The House of Representatives earlier this year approved a $2.1 billion bonding package but it fell short in the Senate because Republicans withheld support. And this week, the Senate GOP maintained that they would not support that package unless DFLers agreed to put more money toward tax rebates, nursing homes and projects in Republican districts. Seven Senate Republicans would need to vote with Democrats to pass a bonding bill.
House Speaker Melissa Hortman, DFL-Brooklyn Park, told reporters Thursday that DFLers would prefer to use bonds to fund the projects. But she said because DFLers and Senate Republicans couldn’t reach an accord, Democrats would move forward without them.
“For bonding, we'll be able to do a lot more if Republicans participate,” Hortman said. “It's really not the best way to do projects that last 30 years or more. The most logical way to do those is through general obligation bonds.
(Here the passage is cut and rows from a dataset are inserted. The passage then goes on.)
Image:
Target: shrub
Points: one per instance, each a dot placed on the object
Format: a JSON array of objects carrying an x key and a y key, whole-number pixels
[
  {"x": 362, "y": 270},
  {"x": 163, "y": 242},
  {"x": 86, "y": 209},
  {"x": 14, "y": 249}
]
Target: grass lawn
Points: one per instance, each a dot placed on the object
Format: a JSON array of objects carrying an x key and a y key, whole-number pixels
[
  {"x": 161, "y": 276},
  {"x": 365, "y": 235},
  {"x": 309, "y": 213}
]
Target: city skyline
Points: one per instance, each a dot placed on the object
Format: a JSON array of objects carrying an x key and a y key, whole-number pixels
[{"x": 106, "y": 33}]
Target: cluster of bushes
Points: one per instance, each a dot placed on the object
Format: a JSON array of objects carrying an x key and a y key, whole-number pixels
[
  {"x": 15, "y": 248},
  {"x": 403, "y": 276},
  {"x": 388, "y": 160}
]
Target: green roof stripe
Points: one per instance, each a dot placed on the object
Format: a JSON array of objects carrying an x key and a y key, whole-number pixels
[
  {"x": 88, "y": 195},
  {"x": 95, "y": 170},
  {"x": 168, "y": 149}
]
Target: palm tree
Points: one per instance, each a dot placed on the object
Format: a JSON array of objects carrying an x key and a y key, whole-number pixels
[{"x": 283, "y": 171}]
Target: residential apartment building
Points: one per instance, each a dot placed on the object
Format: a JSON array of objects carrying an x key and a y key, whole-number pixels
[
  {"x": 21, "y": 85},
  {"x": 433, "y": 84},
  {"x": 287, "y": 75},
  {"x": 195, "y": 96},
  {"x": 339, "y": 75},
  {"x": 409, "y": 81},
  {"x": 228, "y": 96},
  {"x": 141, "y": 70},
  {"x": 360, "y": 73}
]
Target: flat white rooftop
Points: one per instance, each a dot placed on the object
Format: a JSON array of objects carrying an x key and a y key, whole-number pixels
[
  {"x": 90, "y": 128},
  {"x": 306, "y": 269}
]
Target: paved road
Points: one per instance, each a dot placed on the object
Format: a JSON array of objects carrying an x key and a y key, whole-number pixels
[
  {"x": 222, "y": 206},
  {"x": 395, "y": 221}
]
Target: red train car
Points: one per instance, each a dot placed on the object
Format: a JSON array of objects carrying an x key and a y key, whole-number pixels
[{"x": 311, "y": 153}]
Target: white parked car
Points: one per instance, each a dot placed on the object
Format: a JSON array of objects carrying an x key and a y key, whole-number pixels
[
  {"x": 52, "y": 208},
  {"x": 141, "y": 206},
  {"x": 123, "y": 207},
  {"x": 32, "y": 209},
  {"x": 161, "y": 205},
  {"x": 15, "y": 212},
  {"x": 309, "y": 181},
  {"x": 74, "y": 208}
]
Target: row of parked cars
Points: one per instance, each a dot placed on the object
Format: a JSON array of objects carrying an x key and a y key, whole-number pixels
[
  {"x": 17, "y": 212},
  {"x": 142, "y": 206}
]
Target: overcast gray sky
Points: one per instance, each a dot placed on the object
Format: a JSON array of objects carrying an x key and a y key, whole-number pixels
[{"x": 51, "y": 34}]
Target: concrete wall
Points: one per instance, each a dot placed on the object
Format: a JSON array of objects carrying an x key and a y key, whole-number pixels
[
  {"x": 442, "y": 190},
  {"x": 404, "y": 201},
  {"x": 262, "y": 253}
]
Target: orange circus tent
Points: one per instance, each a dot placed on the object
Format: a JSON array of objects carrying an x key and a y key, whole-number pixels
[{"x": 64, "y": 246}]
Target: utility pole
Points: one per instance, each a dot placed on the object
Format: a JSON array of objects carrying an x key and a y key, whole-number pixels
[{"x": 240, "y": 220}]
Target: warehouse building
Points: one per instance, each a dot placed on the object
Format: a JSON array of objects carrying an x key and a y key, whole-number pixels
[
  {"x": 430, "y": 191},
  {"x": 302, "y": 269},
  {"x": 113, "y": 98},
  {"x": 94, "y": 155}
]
But we've seen Republicans hold these projects hostage for years and years and years. And it's really ridiculous to play political games with wastewater treatment, and safe roads and safe bridges.”
Hortman said the Legislature would plan to pass another $1 billion capital investment bill next year if the Legislature moves the $1.3 billion cash only bill this year.
Pappas said during a Friday joint capital investment conference committee that the new proposal was negotiated with the governor’s office and would prioritize projects in districts of lawmakers who agreed to support the bill. So it included fewer projects in Republican districts.
GOP lawmakers on the conference committee said they were still open to negotiating the capital investment bill that included bonding. But they said they were frustrated that Democrats wouldn’t agree to more tax relief first.
“This kind of feels like a little bit of retaliation, like, ‘You Senate Republicans aren't going to agree to what we want, so we're just gonna go all cash and we don't need any of you. We're going to ignore 50 percent of the state and do what we want and fund all of our DFL projects and all of our DFL districts and to heck with you Republicans,’” Sen. Karin Housley, R-Stillwater, said. Housley is the Republican lead on the Senate Capital Investment Committee.
House Capital Investment Committee Chair Fue Lee, DFL-Minneapolis, said Democrats remained open to the larger bonding package and urged Senate Republicans to come to the table.
“It's been two months and all along the offers that have been brought forward are tied to issue items that are outside of the capital investment world,” Lee said. “And so just wanted to be clear that our offer from the House majority has been to pass a clean bill, and then we can have a conversation about how we are going to spend the cash target that was allocated to the Capital Investment Committee,” Lee said.
State agencies, local communities and labor unions have implored lawmakers to pass a capital investment bill this year to make a dent in the backlog of construction and maintenance projects around the state that can’t move forward without state funding.